13. November: Die Salzburg-News von 10 Jahren

Die Alpine sollte beflügelt werden.
Die Alpine sollte beflügelt werden. - © APA/HELMUT FOHRINGER
Was ist heute vor 10 Jahren in Salzburg passiert? Zum runden Jubiläum von SALZBURG24 wollen wir uns zurückerinnern und präsentieren euch täglich die Top-Nachrichten aus Salzburg aus dem Jahr 2007.

Das geschah heute vor zehn Jahren in Salzburg:

Papierkonzern M-Real will weitere 500 Arbeitsplätze abbauen

Der Eigentümer der Papierfabrik in Hallein in Salzburg, der finnische Konzern M-Real, hat am 13. November 2007 ein weiteres Sanierungspaket angekündigt. Demnach sollten im Konzern insgesamt etwa 500 Arbeitskräfte abgebaut werden, davon 300 an ausländischen Standorten und 200 in Finnland.

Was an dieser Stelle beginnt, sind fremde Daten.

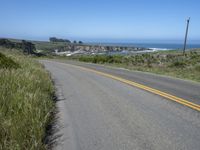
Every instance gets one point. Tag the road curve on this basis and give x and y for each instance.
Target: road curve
(99, 113)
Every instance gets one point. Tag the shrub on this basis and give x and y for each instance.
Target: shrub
(8, 63)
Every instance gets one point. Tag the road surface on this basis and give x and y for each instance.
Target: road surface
(100, 113)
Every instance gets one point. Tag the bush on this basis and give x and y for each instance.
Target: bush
(178, 64)
(7, 63)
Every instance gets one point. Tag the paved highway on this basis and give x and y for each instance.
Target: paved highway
(101, 113)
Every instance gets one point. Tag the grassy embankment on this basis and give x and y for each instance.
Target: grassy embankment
(171, 63)
(26, 93)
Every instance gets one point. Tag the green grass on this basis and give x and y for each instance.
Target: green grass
(25, 103)
(170, 63)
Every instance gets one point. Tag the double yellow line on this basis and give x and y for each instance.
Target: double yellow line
(149, 89)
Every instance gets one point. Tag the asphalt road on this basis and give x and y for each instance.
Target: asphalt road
(99, 113)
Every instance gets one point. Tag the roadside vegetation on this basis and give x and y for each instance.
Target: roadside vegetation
(171, 63)
(26, 93)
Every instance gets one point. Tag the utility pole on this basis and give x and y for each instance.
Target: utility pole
(186, 34)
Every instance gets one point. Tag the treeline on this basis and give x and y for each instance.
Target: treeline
(26, 46)
(54, 39)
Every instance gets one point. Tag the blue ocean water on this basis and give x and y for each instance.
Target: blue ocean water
(156, 46)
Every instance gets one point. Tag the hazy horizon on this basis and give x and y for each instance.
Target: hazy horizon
(101, 20)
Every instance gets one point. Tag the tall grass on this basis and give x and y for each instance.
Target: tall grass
(25, 105)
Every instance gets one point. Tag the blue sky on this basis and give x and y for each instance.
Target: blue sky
(100, 20)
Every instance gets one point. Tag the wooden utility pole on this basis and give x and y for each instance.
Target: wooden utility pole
(186, 34)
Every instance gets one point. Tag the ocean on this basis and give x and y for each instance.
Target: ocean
(154, 46)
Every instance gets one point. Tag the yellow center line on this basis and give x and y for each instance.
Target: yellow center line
(146, 88)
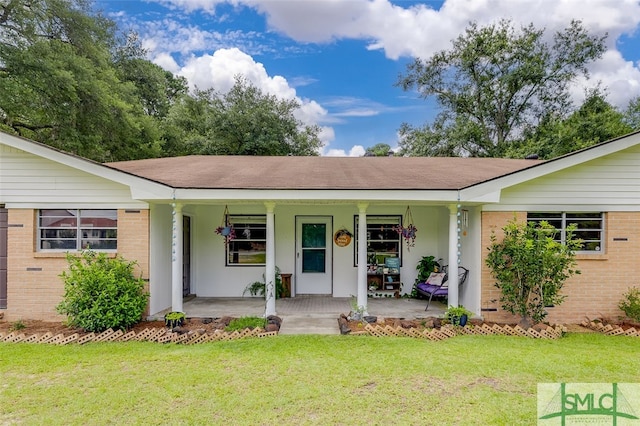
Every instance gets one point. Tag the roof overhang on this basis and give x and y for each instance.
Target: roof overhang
(141, 188)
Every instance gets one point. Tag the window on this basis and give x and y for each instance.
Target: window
(77, 229)
(589, 227)
(250, 243)
(382, 240)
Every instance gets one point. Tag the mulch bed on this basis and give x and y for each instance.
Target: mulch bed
(193, 325)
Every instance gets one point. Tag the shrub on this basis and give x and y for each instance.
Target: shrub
(245, 322)
(530, 267)
(630, 304)
(101, 292)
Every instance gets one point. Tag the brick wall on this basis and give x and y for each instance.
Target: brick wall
(604, 277)
(34, 286)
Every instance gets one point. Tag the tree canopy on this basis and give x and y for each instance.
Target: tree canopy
(494, 84)
(243, 121)
(68, 80)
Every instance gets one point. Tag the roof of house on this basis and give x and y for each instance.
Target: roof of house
(355, 173)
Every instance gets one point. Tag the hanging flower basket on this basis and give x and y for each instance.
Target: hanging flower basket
(407, 230)
(226, 229)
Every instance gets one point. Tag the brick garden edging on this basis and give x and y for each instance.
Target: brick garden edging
(448, 332)
(611, 330)
(159, 335)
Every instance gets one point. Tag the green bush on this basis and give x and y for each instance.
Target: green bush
(101, 292)
(245, 322)
(530, 267)
(630, 304)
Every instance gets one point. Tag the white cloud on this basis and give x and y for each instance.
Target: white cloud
(218, 71)
(393, 28)
(355, 151)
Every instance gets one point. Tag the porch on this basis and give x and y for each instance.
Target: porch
(308, 306)
(308, 314)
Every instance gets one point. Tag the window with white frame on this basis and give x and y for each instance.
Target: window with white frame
(382, 240)
(589, 227)
(250, 242)
(77, 229)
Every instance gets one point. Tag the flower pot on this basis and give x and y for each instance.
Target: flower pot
(171, 320)
(463, 320)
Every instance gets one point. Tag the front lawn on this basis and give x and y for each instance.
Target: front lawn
(292, 380)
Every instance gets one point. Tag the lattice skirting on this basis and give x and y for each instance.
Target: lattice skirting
(159, 335)
(610, 330)
(447, 332)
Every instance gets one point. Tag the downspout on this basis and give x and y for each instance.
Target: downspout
(176, 255)
(454, 251)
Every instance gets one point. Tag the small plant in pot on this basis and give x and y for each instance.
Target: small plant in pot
(457, 315)
(174, 319)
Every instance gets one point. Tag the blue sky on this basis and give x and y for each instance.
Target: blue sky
(341, 58)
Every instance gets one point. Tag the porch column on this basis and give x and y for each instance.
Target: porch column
(362, 256)
(176, 257)
(453, 255)
(270, 267)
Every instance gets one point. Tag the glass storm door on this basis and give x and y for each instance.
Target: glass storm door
(313, 254)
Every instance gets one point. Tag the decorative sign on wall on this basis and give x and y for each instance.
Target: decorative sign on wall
(342, 237)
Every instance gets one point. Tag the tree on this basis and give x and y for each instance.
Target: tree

In Finnland ist das Aus für das Chemie-Zellstoffwerk (BCTMP) in Lielahti und die Zeitungspapierproduktionslinie in Kangas geplant. Im Ausland sei zumindest vorerst nicht an Einsparungen in der Produktion gedacht, sagte M-Real-Sprecherin Anne-Mari Achrén gegenüber der APA. Grundsätzlich werde aber die gesamte Marketing- und Verkaufssparte des Konzerns nach Möglichkeiten zur Verbesserung der Profitabilität geprüft, so die Sprecherin.

Alpine Bau will Umsatz bis 2010 verdoppeln

Dietmar Aluta-Oltyan, Gesellschafter und Aufsichtsratschef bei der Alpine Holding und damit verantwortlich für die Alpine Bau, will den Salzburger Baukonzern in neue Höhen führen. Der Manager kündigte in einem Interview  zehn Jahren mit dem Baufachmagazin “Solid – Wirtschaft und Technik am Bau” an, den Umsatz des Unternehmens bis 2010 zu verdoppeln.

Schaffen will die Alpine Bau dieses Ziel mit einer weiteren Offensive im Auslandsgeschäft – also auch in Russland, wo Konkurrent Strabag mit seinem Teilhaber Oleg Deripaska auf gute Geschäfte hofft. Eine Beteiligung eines russischen Geschäftsmannes oder Unternehmens an der Alpine schließt Aluta-Oltyan hingegen aus.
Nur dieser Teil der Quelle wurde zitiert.